Sadly, a war requires the loss of a large sum of human lives. In addition, President Bush is putting lives at stake for a strike at a presently unproved opponent.
Senator Barbara Boxer (D-CA) comments, “It is un-American to attack people because of a perceived future threat, killing, potentially, thousands of non-combatants and our own young men and women. It is madness!” (Capitol Advantage 1).
Never in the history of the United States of America has an administration used a first strike policy. This policy is plainly immoral and an attack on our own constitution as well as the UN Charter. In addition, an attack on Hussein may be useless.

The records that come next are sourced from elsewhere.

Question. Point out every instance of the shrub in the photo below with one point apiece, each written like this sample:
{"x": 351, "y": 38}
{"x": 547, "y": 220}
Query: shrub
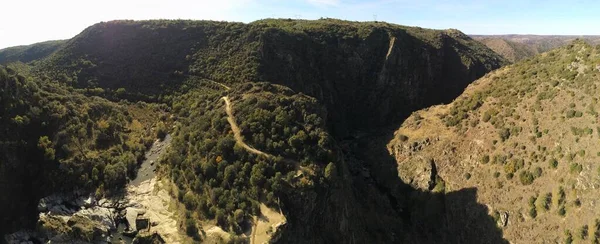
{"x": 526, "y": 177}
{"x": 562, "y": 211}
{"x": 583, "y": 232}
{"x": 568, "y": 237}
{"x": 575, "y": 168}
{"x": 161, "y": 131}
{"x": 537, "y": 172}
{"x": 553, "y": 163}
{"x": 485, "y": 159}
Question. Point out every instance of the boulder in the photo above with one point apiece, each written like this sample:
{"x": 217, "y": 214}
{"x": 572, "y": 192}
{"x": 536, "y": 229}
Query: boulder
{"x": 104, "y": 216}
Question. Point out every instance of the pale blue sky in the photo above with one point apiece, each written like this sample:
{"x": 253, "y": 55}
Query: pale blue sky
{"x": 30, "y": 21}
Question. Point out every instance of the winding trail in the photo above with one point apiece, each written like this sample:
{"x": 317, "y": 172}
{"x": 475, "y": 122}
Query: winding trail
{"x": 274, "y": 217}
{"x": 237, "y": 133}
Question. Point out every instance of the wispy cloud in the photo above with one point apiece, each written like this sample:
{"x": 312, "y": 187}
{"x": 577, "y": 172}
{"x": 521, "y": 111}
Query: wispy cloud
{"x": 324, "y": 3}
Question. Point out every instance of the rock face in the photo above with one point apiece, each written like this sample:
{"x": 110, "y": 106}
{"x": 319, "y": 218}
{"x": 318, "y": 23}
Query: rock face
{"x": 377, "y": 79}
{"x": 367, "y": 75}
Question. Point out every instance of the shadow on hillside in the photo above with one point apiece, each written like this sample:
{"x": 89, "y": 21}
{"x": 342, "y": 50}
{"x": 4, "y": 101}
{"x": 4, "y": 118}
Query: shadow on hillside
{"x": 427, "y": 217}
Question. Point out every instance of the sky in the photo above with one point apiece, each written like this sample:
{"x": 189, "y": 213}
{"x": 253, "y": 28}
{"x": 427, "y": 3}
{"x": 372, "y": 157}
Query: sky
{"x": 29, "y": 21}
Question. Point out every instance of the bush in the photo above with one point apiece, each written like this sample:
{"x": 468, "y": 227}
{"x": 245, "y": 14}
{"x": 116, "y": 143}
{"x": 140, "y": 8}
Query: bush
{"x": 526, "y": 177}
{"x": 161, "y": 131}
{"x": 583, "y": 232}
{"x": 485, "y": 159}
{"x": 553, "y": 163}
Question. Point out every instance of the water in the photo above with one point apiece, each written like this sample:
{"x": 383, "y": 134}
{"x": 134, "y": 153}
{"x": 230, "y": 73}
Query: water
{"x": 148, "y": 167}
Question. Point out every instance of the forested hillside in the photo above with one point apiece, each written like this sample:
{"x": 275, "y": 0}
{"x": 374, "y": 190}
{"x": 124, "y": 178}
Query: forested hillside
{"x": 54, "y": 138}
{"x": 29, "y": 53}
{"x": 291, "y": 114}
{"x": 525, "y": 136}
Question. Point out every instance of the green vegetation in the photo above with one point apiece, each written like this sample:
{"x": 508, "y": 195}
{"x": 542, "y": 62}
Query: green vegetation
{"x": 79, "y": 117}
{"x": 29, "y": 53}
{"x": 55, "y": 138}
{"x": 219, "y": 179}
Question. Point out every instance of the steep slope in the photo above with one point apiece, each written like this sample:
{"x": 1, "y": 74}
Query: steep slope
{"x": 55, "y": 139}
{"x": 525, "y": 138}
{"x": 29, "y": 53}
{"x": 518, "y": 47}
{"x": 513, "y": 51}
{"x": 350, "y": 67}
{"x": 303, "y": 93}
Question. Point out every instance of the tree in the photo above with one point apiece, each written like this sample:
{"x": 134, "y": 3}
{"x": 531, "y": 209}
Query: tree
{"x": 161, "y": 131}
{"x": 115, "y": 175}
{"x": 45, "y": 144}
{"x": 330, "y": 171}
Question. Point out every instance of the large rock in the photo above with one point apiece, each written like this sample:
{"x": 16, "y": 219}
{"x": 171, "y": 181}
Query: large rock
{"x": 104, "y": 216}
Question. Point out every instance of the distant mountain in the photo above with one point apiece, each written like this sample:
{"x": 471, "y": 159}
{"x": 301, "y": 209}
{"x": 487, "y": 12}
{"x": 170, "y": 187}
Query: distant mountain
{"x": 525, "y": 136}
{"x": 513, "y": 51}
{"x": 290, "y": 114}
{"x": 518, "y": 47}
{"x": 29, "y": 53}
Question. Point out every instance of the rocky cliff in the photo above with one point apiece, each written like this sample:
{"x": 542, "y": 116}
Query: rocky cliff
{"x": 365, "y": 75}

The Nonviolence Web explains, “Two incredibly bloody wars have failed to oust him, indeed have only strengthened his hold on power, and it is quite doubtful that further military action will create a real peace for Iraq, the Middle East, or the planet” (Nonviolence Web 2).
To rid Iraq of Hussein, the U.S. government needs to discuss alternatives to war. Peace saves lives, war destroys them and that of future generations.
Lastly, an attack on Iraq would threaten the lives of millions of innocent Iraqis. The killing of innocent civilians will raise the hatred of Iraq’s youth, who may become terrorist, which is the exact group the U.S. is trying to stop.
According to Phyllis Bennis, a policy analyst and expert on Iraq at the Institute of Policy Studies, “Ten thousand Iraqi civilians, or more, would be killed in a large scale U.S. attack. Baghdad is a city roughly the size of Los Angeles; an air campaign and invasion of the city would put four to five million civilians at risk” (Peace-Action 1).
Iraqis are presently suffering greatly from economic sanctions, and as the result, millions of civilians have died, 500,000 of whom are children under the age of five. Another attack would seem on the brink of evil, considering these conditions. If Bush is attempting to destroy terrorism through an attack on Iraq, he is terribly mistaken.